Let’s say we are coding a car system. We want to manually create, boost or destroy each car as many times needed during our game. Traditional code and modules would give us this

local Car = {}

function Car.CreateCar()
	local Car = {}
	Car.Speed = 10

	return Car
end

function Car.BoostCar(Car)
	Car.Speed += 5
end

function Car.DestroyCar(Car)
	table.clear(Car)
end

return Car
local Car = require(Car)

-- // On Player Joined
local newCar = Car.CreateCar()

-- // On Player Pressed Boost
Car.BoostCar(newCar)

-- // On Player Left
Car.DestroyCar(newCar)

There are 3 glaring problems with this approach:

1. Does not scale well during production

2. Our methods are entirely disconnected from the actual newCar object, and we are forced to index directly from the Module table.

  • This means we have to manually pass our self argument (In this case, Car table) which can get pretty confusing really quick.

  • On a readability standpoint, Car.BoostCar(newCar) is bloaty and unintuitive. If you want to have multiple Cars that you want to boost separately, this can become an eye sore real fast.
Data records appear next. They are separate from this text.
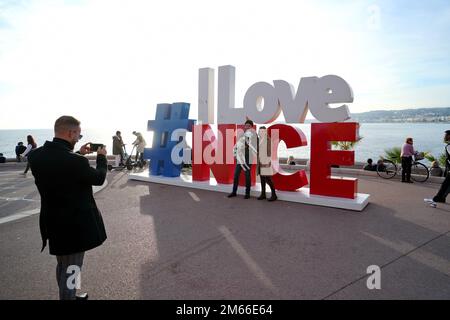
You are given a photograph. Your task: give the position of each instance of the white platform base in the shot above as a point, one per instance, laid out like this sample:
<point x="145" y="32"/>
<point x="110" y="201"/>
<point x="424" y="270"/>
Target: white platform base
<point x="301" y="196"/>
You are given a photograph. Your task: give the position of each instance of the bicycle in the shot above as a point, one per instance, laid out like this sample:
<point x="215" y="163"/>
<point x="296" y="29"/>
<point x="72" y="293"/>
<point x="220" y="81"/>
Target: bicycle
<point x="388" y="169"/>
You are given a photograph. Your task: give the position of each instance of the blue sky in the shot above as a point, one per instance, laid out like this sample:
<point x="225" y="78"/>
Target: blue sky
<point x="96" y="58"/>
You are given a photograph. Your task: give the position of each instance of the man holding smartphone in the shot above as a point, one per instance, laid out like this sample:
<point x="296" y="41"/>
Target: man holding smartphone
<point x="69" y="220"/>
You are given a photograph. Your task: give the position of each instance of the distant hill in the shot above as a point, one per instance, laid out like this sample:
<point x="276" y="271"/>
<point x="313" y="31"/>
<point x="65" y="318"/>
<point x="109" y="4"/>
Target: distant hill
<point x="407" y="115"/>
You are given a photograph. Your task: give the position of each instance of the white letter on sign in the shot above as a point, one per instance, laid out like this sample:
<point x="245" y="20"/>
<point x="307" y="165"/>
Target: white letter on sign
<point x="206" y="96"/>
<point x="261" y="103"/>
<point x="330" y="89"/>
<point x="295" y="107"/>
<point x="227" y="113"/>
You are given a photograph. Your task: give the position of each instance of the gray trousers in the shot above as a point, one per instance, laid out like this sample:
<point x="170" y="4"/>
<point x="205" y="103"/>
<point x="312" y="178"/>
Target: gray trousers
<point x="67" y="269"/>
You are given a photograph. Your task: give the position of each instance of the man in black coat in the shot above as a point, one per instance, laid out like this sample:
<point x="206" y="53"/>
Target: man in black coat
<point x="69" y="218"/>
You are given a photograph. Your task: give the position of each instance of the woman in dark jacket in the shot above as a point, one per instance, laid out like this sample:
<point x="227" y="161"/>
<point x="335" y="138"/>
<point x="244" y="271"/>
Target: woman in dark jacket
<point x="264" y="168"/>
<point x="30" y="147"/>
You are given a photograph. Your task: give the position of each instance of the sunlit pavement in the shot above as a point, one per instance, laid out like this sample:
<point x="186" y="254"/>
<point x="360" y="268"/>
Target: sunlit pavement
<point x="175" y="243"/>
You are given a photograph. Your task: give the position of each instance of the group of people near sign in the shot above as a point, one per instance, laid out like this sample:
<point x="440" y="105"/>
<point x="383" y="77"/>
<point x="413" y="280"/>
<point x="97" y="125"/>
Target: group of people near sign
<point x="259" y="145"/>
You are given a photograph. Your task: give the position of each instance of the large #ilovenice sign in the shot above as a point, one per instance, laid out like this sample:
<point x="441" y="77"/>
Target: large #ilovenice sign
<point x="263" y="103"/>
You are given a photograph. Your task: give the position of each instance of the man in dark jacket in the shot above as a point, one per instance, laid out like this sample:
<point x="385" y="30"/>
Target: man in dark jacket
<point x="247" y="141"/>
<point x="69" y="217"/>
<point x="118" y="148"/>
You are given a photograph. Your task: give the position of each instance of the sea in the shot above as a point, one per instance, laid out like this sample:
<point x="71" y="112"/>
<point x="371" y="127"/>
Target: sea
<point x="376" y="138"/>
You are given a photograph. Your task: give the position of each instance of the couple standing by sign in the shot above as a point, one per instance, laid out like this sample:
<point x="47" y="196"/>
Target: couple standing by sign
<point x="259" y="145"/>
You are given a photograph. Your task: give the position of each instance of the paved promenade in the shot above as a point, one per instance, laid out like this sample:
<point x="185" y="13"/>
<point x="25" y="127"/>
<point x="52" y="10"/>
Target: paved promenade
<point x="169" y="242"/>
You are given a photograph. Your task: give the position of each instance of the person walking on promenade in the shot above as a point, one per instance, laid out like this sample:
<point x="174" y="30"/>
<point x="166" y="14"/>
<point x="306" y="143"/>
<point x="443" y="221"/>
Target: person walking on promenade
<point x="30" y="147"/>
<point x="264" y="168"/>
<point x="20" y="148"/>
<point x="441" y="196"/>
<point x="140" y="145"/>
<point x="406" y="156"/>
<point x="242" y="153"/>
<point x="118" y="148"/>
<point x="69" y="219"/>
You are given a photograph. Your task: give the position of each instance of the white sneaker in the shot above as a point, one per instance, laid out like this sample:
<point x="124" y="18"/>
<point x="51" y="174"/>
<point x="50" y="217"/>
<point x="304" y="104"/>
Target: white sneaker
<point x="430" y="202"/>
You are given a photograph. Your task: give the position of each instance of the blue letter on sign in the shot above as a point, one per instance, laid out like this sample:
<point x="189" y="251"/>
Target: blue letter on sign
<point x="169" y="117"/>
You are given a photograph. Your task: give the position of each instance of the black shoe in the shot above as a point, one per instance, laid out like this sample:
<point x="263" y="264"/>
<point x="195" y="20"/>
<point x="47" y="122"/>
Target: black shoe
<point x="83" y="296"/>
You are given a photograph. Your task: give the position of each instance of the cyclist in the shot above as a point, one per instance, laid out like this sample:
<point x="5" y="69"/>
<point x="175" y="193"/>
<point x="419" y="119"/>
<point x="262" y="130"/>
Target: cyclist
<point x="407" y="153"/>
<point x="444" y="190"/>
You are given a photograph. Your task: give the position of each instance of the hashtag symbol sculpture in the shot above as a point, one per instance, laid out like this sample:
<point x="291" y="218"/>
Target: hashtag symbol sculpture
<point x="169" y="117"/>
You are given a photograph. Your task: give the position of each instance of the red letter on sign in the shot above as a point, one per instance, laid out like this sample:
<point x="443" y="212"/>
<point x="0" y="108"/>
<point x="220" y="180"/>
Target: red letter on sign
<point x="293" y="137"/>
<point x="222" y="171"/>
<point x="322" y="157"/>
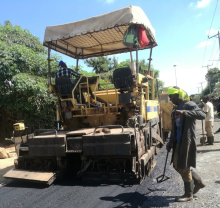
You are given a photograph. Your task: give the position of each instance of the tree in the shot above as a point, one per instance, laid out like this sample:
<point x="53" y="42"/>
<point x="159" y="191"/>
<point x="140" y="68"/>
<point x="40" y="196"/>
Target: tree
<point x="24" y="93"/>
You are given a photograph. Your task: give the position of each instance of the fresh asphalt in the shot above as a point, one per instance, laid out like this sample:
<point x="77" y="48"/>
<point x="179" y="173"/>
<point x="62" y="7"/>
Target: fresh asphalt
<point x="72" y="193"/>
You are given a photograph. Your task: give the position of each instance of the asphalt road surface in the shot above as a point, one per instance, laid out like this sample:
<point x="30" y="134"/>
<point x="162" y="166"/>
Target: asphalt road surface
<point x="72" y="193"/>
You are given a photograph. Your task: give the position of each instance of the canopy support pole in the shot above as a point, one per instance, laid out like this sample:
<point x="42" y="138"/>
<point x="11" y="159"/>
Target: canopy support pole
<point x="131" y="56"/>
<point x="49" y="74"/>
<point x="137" y="66"/>
<point x="77" y="64"/>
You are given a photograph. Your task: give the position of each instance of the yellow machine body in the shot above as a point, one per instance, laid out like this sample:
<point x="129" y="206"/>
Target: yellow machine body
<point x="19" y="126"/>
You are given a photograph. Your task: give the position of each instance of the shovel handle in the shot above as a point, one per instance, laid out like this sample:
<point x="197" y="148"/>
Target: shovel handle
<point x="165" y="163"/>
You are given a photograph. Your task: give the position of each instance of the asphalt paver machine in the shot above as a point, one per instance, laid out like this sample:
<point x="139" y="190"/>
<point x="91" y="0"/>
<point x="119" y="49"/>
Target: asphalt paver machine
<point x="108" y="135"/>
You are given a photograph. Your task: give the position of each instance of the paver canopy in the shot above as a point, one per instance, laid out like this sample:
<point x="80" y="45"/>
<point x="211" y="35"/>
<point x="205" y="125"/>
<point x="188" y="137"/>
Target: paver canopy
<point x="98" y="36"/>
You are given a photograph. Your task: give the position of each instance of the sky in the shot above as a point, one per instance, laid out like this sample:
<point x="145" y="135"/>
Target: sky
<point x="182" y="29"/>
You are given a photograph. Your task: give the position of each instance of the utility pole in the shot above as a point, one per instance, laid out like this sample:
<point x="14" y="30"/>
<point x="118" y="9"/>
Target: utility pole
<point x="208" y="77"/>
<point x="201" y="86"/>
<point x="218" y="34"/>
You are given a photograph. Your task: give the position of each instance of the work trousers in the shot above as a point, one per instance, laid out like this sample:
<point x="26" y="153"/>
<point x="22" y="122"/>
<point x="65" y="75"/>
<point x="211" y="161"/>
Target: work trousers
<point x="209" y="128"/>
<point x="186" y="173"/>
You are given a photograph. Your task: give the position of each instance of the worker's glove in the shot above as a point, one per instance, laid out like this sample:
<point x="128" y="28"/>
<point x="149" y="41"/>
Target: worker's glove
<point x="169" y="146"/>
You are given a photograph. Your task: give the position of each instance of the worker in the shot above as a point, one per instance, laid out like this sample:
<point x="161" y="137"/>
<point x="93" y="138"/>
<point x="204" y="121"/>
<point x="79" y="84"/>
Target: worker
<point x="65" y="71"/>
<point x="209" y="120"/>
<point x="182" y="140"/>
<point x="218" y="110"/>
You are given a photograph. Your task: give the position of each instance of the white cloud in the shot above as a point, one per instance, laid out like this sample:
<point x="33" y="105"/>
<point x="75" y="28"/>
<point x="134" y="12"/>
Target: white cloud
<point x="211" y="32"/>
<point x="202" y="3"/>
<point x="198" y="15"/>
<point x="204" y="44"/>
<point x="109" y="1"/>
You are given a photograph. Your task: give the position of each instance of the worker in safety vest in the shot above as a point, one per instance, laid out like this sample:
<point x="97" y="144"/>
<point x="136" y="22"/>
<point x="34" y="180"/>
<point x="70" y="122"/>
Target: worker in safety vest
<point x="209" y="119"/>
<point x="182" y="140"/>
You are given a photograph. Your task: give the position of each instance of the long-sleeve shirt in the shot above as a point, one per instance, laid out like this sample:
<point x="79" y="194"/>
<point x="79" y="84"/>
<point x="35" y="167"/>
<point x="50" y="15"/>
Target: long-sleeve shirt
<point x="208" y="109"/>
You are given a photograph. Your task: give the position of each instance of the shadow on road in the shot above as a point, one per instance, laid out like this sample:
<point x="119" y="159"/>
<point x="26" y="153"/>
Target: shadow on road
<point x="26" y="184"/>
<point x="135" y="199"/>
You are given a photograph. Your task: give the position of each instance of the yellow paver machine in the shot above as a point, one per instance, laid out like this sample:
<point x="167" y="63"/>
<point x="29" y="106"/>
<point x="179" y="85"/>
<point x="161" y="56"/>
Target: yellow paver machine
<point x="109" y="135"/>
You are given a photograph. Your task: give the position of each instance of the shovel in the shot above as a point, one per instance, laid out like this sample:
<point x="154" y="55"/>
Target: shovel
<point x="203" y="138"/>
<point x="163" y="178"/>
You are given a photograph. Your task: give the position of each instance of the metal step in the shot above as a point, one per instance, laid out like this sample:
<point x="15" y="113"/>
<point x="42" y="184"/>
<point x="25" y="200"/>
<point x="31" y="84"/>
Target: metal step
<point x="34" y="176"/>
Now if we incorporated OOP our code would look more something like this

local Car = {}
Car.__index = Car

function Car.new()
	local self = {}
	setmetatable(self, Car)
	
	self.Speed = 10

	return self
end

function Car:Boost()
	self.Speed += 5
end

function Car:Destroy()
	table.clear(self)
end

return Car
local Car = require(Car)

-- // On Player Joined
local newCar = Car.new()

-- // On Player Pressed Boost
newCar:Boost()

-- // On Player Left
newCar:Destroy()

We can now freely call methods on each separate Car which makes this solution more scalable and more flexible.

In the end, if using OOP isn’t benefitting you, you’re probably using it wrong. It’s really easy to overengineer on new concepts but remember you’re free to use whatever paradigm you want whenever you want in your code.